Study of communication in joint forest management in India Chandran, Ajith


Joint Forest Management (JFM) - i.e. forests jointly managed by the Forest Department and local community - has been operative across all States of India for more than two decades now. Despite its successes in expanding to over one third of the forest area, challenges in managing the forest jointly exist between these two unequal partners. Apart from issues of governance, the lack of communication between them has been reason for many of the on-going conflicts and issues. The present study explores the communication mechanisms in current practices in JFM, their effectiveness and challenges. The perception of community and the Forest Department about communication challenges, emerging technology, and possible solutions are also explored. A model is developed to help practitioners and planners to assess communication situation and to design appropriate mechanisms. To study the communication challenges and their relation to power and technology, I surveyed three village communities, and interviewed a range of Forest Department officers from Gujarat. I also surveyed senior Indian Forest Service officers from 19 States to understand their perception of the communication challenges.

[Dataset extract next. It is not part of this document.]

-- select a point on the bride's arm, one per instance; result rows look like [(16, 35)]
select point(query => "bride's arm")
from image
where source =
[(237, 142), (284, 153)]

This data helped me to develop a model to understand communication in a culturally embedded governance situation. Results of the study indicate the lack of adequate mechanisms to understand the governance-communication linkages with consequential silhouetted approaches that fail to consider the impacts and linkages. The proposed model suggests that communication in governance should be planned taking into account ‘skillholders’ from ‘civil experts’ and ‘conventional experts’ across a variety of stages and dimensions. While community depends on the Forest Department for information and legitimacy for its various activities, the Department’s approach has been haphazard and ambiguous leaving much improvement to be desired. Senior forest officers acknowledge the situation and suggest a number of solutions for improving communication, which ranges from improved relationships to delivery mechanism. The research suggests that there is too much focus on certain areas for communication, such as policy implementation, without adequate emphasis on the process of policy making, leading to lack of clarity on a number of processes and procedures.